Winding up a legacy pension scheme
Pensions & benefits Post-transaction and wind-up supportManaging the wind-up of a pension scheme can be a complicated and time-consuming process. Complex legacy schemes can take up a lot of time and money. This case study demonstrates how our PRINCE2 qualified project managers carefully managed the wind-up process for a small yet complex pension scheme.
The background
The pension scheme provided complex hybrid benefits – predominantly defined contribution, but with GMP underpins and other defined benefit features. As is typical of most small pension schemes, management time and expense was disproportionately high. It had been thought that winding-up the plan would be prohibitively expensive, or even impossible, due to the complexity of its hybrid benefits.

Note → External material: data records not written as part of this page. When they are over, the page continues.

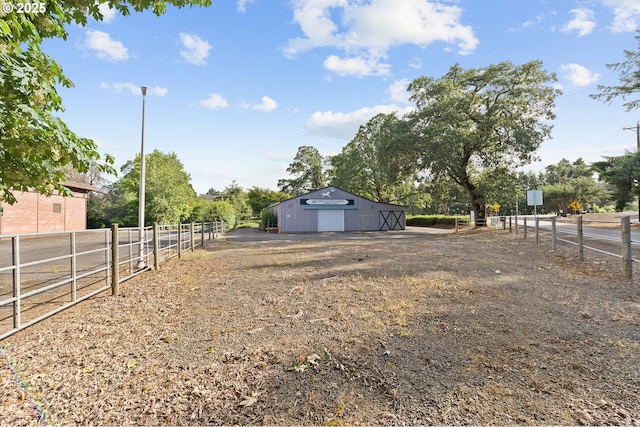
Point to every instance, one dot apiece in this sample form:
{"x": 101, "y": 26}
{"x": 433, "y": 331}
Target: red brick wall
{"x": 34, "y": 213}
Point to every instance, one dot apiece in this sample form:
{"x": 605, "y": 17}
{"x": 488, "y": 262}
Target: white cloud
{"x": 194, "y": 50}
{"x": 345, "y": 125}
{"x": 242, "y": 5}
{"x": 398, "y": 91}
{"x": 356, "y": 66}
{"x": 582, "y": 22}
{"x": 367, "y": 30}
{"x": 105, "y": 47}
{"x": 214, "y": 101}
{"x": 627, "y": 14}
{"x": 578, "y": 75}
{"x": 266, "y": 105}
{"x": 108, "y": 14}
{"x": 133, "y": 89}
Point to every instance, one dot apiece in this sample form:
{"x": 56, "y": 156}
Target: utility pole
{"x": 637, "y": 129}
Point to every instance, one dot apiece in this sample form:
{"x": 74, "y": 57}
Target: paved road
{"x": 589, "y": 231}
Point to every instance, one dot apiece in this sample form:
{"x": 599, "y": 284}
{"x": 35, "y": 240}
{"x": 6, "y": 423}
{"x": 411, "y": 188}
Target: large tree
{"x": 308, "y": 169}
{"x": 35, "y": 145}
{"x": 623, "y": 174}
{"x": 260, "y": 198}
{"x": 629, "y": 86}
{"x": 367, "y": 165}
{"x": 481, "y": 119}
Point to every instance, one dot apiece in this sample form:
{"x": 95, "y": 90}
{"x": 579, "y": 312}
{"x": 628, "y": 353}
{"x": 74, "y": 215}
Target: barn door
{"x": 331, "y": 220}
{"x": 391, "y": 220}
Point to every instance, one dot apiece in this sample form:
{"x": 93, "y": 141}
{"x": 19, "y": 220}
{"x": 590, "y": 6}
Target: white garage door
{"x": 331, "y": 220}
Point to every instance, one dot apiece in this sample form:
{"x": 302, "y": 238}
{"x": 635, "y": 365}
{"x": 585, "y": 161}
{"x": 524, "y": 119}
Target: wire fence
{"x": 617, "y": 239}
{"x": 45, "y": 273}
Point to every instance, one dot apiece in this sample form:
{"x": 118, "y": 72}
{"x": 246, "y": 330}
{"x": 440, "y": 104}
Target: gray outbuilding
{"x": 334, "y": 209}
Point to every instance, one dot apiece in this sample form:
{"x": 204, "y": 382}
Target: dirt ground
{"x": 392, "y": 328}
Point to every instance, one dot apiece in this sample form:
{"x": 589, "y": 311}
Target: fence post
{"x": 179, "y": 240}
{"x": 580, "y": 239}
{"x": 156, "y": 246}
{"x": 627, "y": 260}
{"x": 17, "y": 305}
{"x": 192, "y": 232}
{"x": 115, "y": 260}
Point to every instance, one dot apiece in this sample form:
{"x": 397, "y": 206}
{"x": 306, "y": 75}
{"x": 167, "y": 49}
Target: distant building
{"x": 36, "y": 213}
{"x": 334, "y": 209}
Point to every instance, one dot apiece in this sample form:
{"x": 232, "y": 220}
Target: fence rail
{"x": 45, "y": 273}
{"x": 616, "y": 239}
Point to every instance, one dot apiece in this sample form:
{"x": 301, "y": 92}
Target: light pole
{"x": 141, "y": 263}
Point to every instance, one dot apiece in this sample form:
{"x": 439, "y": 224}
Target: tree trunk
{"x": 477, "y": 204}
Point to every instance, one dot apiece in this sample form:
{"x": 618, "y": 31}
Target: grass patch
{"x": 428, "y": 220}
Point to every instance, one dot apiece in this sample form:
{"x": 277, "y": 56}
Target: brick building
{"x": 36, "y": 213}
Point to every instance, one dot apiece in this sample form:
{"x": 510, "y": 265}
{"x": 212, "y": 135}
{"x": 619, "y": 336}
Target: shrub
{"x": 268, "y": 218}
{"x": 221, "y": 211}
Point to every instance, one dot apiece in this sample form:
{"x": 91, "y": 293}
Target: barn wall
{"x": 363, "y": 215}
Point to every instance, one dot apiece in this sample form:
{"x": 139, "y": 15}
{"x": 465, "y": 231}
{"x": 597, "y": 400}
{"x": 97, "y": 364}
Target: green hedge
{"x": 427, "y": 220}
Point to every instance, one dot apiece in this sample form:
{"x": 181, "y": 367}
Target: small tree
{"x": 221, "y": 210}
{"x": 309, "y": 172}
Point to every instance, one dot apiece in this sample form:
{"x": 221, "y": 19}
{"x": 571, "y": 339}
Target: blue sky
{"x": 236, "y": 88}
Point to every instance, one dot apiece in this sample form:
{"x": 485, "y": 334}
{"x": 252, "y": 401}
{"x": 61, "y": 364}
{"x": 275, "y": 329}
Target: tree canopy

The Trustees appointed LCP as their specialist de-risking adviser in Q1 2015.
Our solution
LCP helped the Trustees through:
- Innovation – engineering a way to buy-out the plan’s hybrid benefits with an insurance company
- Market-leading buy-out advice – enabling the trustees to obtain an affordable premium and to structure the assets so as to stabilise the buy-out shortfall
- Other specialist advice – for example, in relation to allowing for the GMP underpin and for GMP equalisation and in communicating the changes to members
- Budget control – by assessing and monitoring the various options for settling members’ benefits, the Trustees were able to keep the company in full view of likely buy-out 'top-up' contributions required
- Project management – of the various workstreams against a detailed plan
The results
With our advice, the Trustees found a successful route to buy-out, providing benefit security for members and enabling the sponsor to wind-up the plan and avoid future expense.